No buts with wider smoking ban
WELLINGTONIANS rightly want smoking banned in more parts of the city. The survey results indicating this are so strong that city councillors will feel confident and go ahead with the ban. But there will be some – variously posing as liberals or libertarians – who say the moves are unfair. No, they’re not. Smokers have the right to smoke. But they don’t have the right to inflict their smoke on anyone else. Tobacco smoke is not only toxic, it is highly unpleasant to non-smokers. With no other substance would it be claimed that users may impose it on non-users.
Banning smoking everywhere would be a perfectly acceptable idea, but it wouldn’t be practicable. It wouldn’t end smoking, any more than prohibition ended the drinking of alcohol. Smokers are addicts; they need help.
But nobody can complain about banning smoking in bus stops or any other semi-closed public area where non-smokers can’t easily escape the smoke. Some might say parks and open spaces like the Botanic Gardens are different. In these places, other people can dodge the fumes.
Wellingtonians are sometimes misled here because they assume the wind is always blowing. But even in Wellington there are still days. And on still days a bunch of smokers can spread smoke across a wide area.

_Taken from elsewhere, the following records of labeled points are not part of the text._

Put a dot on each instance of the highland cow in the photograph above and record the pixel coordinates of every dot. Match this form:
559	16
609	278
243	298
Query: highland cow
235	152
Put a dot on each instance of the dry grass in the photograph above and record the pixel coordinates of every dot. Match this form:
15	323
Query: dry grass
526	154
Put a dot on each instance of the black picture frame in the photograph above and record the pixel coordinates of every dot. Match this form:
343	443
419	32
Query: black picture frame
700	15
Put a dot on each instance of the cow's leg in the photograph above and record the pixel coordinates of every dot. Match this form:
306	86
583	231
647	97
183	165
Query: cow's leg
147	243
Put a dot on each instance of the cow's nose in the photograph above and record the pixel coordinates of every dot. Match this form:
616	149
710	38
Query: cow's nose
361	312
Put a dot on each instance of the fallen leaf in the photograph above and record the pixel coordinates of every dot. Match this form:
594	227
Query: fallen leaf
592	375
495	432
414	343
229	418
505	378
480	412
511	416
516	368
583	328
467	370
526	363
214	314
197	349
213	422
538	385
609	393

That is why the council is justified in its present ban on smoking in parks, sports fields, Midland Park, the zoo and Zealandia.
The council would also be justified in extending the ban to the Botanic Gardens, Otari-Wilton’s Bush, and entrances to public buildings. The public wants this, according to a public survey. And smokers have no justifiable objection.
Should smokers who flout the bans be fined? Again, there is no objection in principle, but fines are probably impracticable. They would be difficult and expensive to enforce. They also risk making martyrs of smokers who break the law. Most smokers are law-abiding people who know that their habit is dangerous to themselves and repulsive to others.
But a small clique will cast themselves as freedom fighters and their cause will be taken up by misguided libertarians. It’s probably better, at least for a while, to rely on public signs and the law-abiding majority.
Besides, many people don’t know about the present anti-smoking by-laws, let alone the proposed extensions. Each anti-smoking step that is taken helps build the road to a largely smoke-free society. But the public takes time to absorb the new policies.
The overall movement will go only one way. The tobacco companies have lost the battle for hearts and minds, but they will fight forever for their ‘‘right’’ to peddle a lethal substance that kills half the smokers and spreads suffering and disease.
So the proposed moves in Wellington are wholly welcome. In the meantime, more needs to be done to help the addicts quit their habit. And still more needs to be done to harm and destroy Big Tobacco.